Nach Art. 133 Abs. 4 B-VG ist gegen ein Erkenntnis des Verwaltungsgerichts die Revision zulässig, wenn sie von der Lösung einer Rechtsfrage abhängt, der grundsätzliche Bedeutung zukommt, insbesondere weil das Erkenntnis von der Rechtsprechung des Verwaltungsgerichtshofes abweicht, eine solche Rechtsprechung fehlt oder die zu lösende Rechtsfrage in der bisherigen Rechtsprechung des Verwaltungsgerichtshofes nicht einheitlich beantwortet wird.

Hat das Verwaltungsgericht - wie im vorliegenden Fall - im Erkenntnis ausgesprochen, dass die Revision nicht zulässig ist, muss die Revision gemäß § 28 Abs. 3 VwGG auch gesondert die Gründe enthalten, aus denen entgegen dem Ausspruch des Verwaltungsgerichts die Revision für zulässig erachtet wird.

Der Verwaltungsgerichtshof ist bei der Beurteilung der Zulässigkeit der Revision an den Ausspruch des Verwaltungsgerichts nicht gebunden.
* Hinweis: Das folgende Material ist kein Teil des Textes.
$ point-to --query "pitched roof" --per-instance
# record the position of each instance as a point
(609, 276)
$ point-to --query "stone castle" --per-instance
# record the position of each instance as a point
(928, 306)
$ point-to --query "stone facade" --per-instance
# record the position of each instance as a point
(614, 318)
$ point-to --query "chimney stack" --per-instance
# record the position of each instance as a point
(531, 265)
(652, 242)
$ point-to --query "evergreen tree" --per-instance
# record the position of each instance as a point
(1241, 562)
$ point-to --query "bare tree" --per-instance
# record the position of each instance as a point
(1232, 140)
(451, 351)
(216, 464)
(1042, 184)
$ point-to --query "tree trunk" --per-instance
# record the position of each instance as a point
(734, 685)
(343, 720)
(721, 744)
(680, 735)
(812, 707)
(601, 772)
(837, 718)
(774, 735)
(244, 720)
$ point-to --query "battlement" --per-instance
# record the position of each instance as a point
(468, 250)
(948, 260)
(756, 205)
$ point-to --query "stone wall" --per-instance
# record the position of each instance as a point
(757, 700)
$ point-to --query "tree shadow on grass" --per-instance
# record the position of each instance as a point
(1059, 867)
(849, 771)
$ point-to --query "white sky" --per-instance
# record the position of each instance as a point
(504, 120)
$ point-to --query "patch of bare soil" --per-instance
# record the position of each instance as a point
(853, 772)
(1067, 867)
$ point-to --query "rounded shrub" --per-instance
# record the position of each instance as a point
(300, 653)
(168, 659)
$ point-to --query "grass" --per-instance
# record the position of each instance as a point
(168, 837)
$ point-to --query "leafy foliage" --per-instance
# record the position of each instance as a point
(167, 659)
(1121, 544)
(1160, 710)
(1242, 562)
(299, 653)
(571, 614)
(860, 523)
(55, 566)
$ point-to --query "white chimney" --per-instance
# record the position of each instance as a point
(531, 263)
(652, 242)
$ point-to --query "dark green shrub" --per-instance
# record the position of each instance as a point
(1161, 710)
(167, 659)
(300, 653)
Er hat die Zulässigkeit einer außerordentlichen Revision gemäß § 34 Abs. 1a VwGG im Rahmen der dafür in der Revision vorgebrachten Gründe zu überprüfen. Liegt eine Rechtsfrage von grundsätzlicher Bedeutung im Sinne des Art. 133 Abs. 4 B-VG danach nicht vor, ist die Revision gemäß § 34 Abs. 1 VwGG zurückzuweisen.

8        Das Genehmigungsverfahren für öffentliche Seilbahnen erfolgt nach den Vorgaben des SeilbG 2003 in mehreren Schritten. Erste Voraussetzung für den Bau und Betrieb einer öffentlichen Seilbahn ist eine Konzession, durch deren Erteilung die Gemeinnützigkeit der Seilbahn festgestellt wird (§ 21 SeilbG 2003). Darüber hinaus erfordert die Realisierung eines Seilbahnprojekts - mit Ausnahme genehmigungsfreier Bauvorhaben gemäß § 18 SeilbG 2003 - eine Baugenehmigung und eine Betriebsbewilligung.

9        Nach der ständigen Rechtsprechung des Verwaltungsgerichtshofes haben (u.a.) Eigentümer von - vom Seilbahnprojekt - betroffenen Liegenschaften oder an diesen dinglich Berechtigte keine Parteistellung im Konzessionsverfahren. Ihnen kommt aber gemäß § 40 SeilbG 2003 Parteistellung im seilbahnrechtlichen Baugenehmigungsverfahren zu (vgl. dazu grundlegend das Erkenntnis VwGH 21.10.2011, 2009/03/0009, auf dessen Begründung gemäß § 43 Abs. 2 VwGG verwiesen wird).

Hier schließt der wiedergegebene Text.